Mr Justice Silber said he was deciding a point of principle and no decision had been made on whether the procedure should be adopted in the case.

The claimants are now taking the issue to the Court of Appeal.

The seven are Binyam Mohamed, Moazzam Begg, Martin Mubanga, Omar Deghayes, Richard Belmar, Bisher Al Rawi and Jamil El Banna.

The men allege that MI5 and MI6 were guilty of aiding and abetting their unlawful imprisonment and extraordinary rendition to various locations around the world, including Guantanamo, where they were subjected to inhuman and degrading treatment and torture.

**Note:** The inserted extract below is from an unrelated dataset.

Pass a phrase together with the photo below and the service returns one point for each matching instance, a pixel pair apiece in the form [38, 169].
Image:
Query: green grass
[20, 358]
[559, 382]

Their claims are contested by the intelligence services and by Attorney General Baroness Scotland, the Foreign Office and the Home Office.

Sapna Malik, partner at law firm Leigh Day, representing the claimants, said: "The point of principle is hugely important, further tipping the scales away from an equality of arms in legal claims against the state, and we will be vigorously appealing against this decision in the Court of Appeal and, if necessary, all the way up to the Supreme Court."

Amnesty International expressed "deep disappointment" and said such a degee of secrecy had never before been allowed in a civil case.

Campaigns director Tim Hancock said: "Today the court has missed a crucial opportunity to uphold human rights and the rule of law.

A Home Office spokesman said: "The Government welcomes the High Court's decision that it is lawful and proper for a court to order closed proceedings in a civil claim for damages allowing sensitive evidence, such as intelligence material, to be considered by the court.

She said the procedure would “strike the right balance - protecting the wider public interest and ensuring national security is not harmed whilst allowing cases to be tried fairly."